Do: Speak Your Funders
Every funder will have a specific “language” that they use to communicate with. In this case, language can be thought of as like a “personality” or “lens” that the donor is speaking or looking through. Part of understanding the language they speak is understanding their core values and who their target audience is. For example, some donors will speak to the urgency of under-represented groups through the value of fostering community empowerment. Others will be very specific in the sector they are looking to engage with and will use terms that speak to the knowledge of that sector. Government grant streams typically use more formal language, but generally hold very specific criteria within applications. Responding to donors meaningfully indicates you have been able to put yourself into their ‘seat’ and demonstrate parallels with their mandate and core values.
Don’t: “Reply All”
Best to avoid sending the same generic application to a random selection of donors. Most funding officers can easily see through this tactic. Ensure that who you are connecting with makes good business sense for both parties. Knowing your donors’ overall goals and fundamental purposes is just as critical as knowing their language. Find your donor’s priorities by visiting their website or by joining webinars that offer information about the specific funding guidelines. If you are unsure, don’t assume- just ask. Generally, funders are well prepared to answer almost any question. But by being specific in your questions, it shows you’ve put effort into seeking a partnership with them by doing the work to know who they are and what they are all about.

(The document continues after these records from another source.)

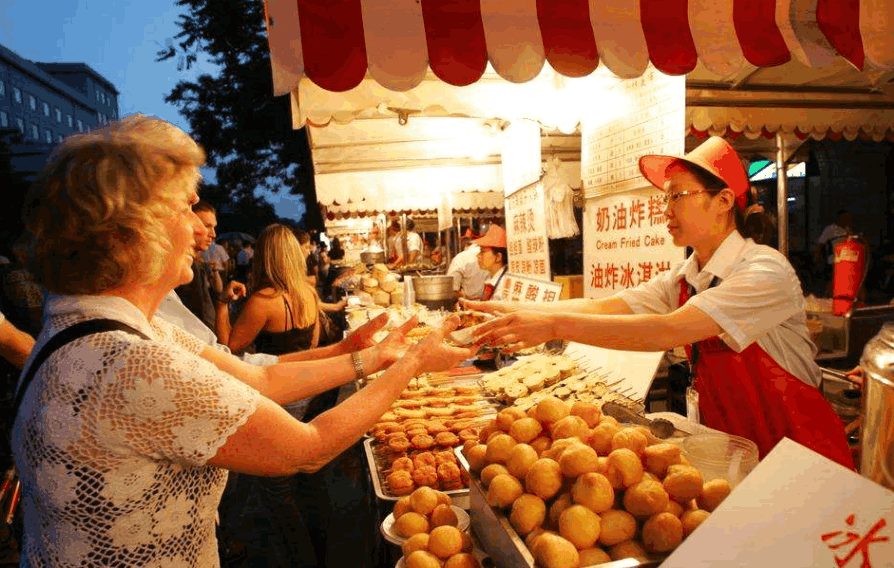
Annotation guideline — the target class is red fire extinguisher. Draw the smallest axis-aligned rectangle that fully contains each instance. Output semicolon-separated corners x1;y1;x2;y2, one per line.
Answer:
832;235;866;316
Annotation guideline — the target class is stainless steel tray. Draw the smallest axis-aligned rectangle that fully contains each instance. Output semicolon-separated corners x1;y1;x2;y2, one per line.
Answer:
363;438;469;510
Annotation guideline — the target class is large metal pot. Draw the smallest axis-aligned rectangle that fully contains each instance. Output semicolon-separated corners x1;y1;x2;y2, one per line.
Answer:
860;322;894;489
413;275;456;310
360;252;385;264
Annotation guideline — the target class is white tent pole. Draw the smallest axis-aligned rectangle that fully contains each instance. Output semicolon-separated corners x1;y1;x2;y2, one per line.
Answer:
776;130;788;257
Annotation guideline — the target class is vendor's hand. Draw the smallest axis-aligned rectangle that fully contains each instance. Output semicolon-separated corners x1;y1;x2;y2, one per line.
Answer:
345;313;388;353
844;365;864;389
474;312;558;353
399;315;478;373
220;280;248;302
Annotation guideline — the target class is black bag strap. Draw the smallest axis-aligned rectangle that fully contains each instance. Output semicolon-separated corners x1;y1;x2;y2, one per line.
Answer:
10;318;149;431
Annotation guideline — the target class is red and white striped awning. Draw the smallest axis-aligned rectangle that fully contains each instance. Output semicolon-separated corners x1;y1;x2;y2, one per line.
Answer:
266;0;894;94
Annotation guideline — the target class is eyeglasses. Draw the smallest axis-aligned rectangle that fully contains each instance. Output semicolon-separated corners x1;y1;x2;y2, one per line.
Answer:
658;189;709;207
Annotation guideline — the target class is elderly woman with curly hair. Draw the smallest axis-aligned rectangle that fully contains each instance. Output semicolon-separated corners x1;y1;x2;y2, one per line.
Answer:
13;116;469;567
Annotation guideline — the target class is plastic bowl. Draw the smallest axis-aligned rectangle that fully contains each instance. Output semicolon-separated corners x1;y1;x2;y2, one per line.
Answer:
681;434;758;487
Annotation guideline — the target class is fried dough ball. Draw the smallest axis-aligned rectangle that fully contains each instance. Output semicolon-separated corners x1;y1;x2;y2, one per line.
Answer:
664;499;683;519
612;428;649;456
404;550;441;568
599;509;636;546
534;396;571;424
487;473;525;509
495;406;526;432
400;533;428;557
485;433;518;463
590;424;620;456
577;547;612;566
410;487;438;515
410;430;435;450
394;511;429;538
530;434;553;457
559;444;599;478
509;493;546;536
506;444;538;479
412;465;438;487
532;533;580;568
541;438;581;461
570;400;602;428
559;505;600;550
481;463;509;487
624;481;670;519
456;428;478;444
608;540;648;560
387;434;410;452
385;470;416;495
642;513;683;552
552;415;590;443
525;458;563;501
608;448;643;488
697;479;733;511
428;525;463;558
435;432;459;446
413;452;438;468
643;442;680;478
444;552;481;568
509;417;543;444
664;465;704;503
463;444;487;473
571;473;615;513
680;509;711;538
393;495;413;520
391;457;415;471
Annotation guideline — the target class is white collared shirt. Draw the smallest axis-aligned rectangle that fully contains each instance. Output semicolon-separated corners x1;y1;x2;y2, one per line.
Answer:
617;231;822;387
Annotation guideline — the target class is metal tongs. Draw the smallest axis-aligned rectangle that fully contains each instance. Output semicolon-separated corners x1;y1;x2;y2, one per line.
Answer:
602;402;690;440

Do: Have a Strategic Plan & Clear Objectives
Funders are looking for a story they can see potential in and maybe even be inspired by. Making it to ‘the short list’ means the funder is curious for more details. They are intrigued and will want to learn more about the efficacy of the project. They will likely inquire more about your strategic plan and estimated measurable impacts. Be prepared to have some strategy plan that shows how key objectives will be met with the funding provided. In short, donors want some evidence to demonstrate how their funding leads to measurable outcomes, and this often means having some documentation in place that tells that story.
Don’t: Over or Undervalue your Data
Statistics are powerful when used wisely. Careful use of appropriate data can amplify your story and demonstrate how funds will be used. But be aware: using too much data or too little can undermine your narrative. Be cautious in the numbers and statistics you are providing. Too much data might confuse your audience and appear disjointed. Too little data misses the mark and leaves gaps in understanding. If you have data that can demonstrate to your funder the scope of the issue you are addressing or the size of impact your organization makes in the community, provide that data in a concise and clear manner. When used appropriately, data can complete the story by providing a type of footprint which funders appreciate.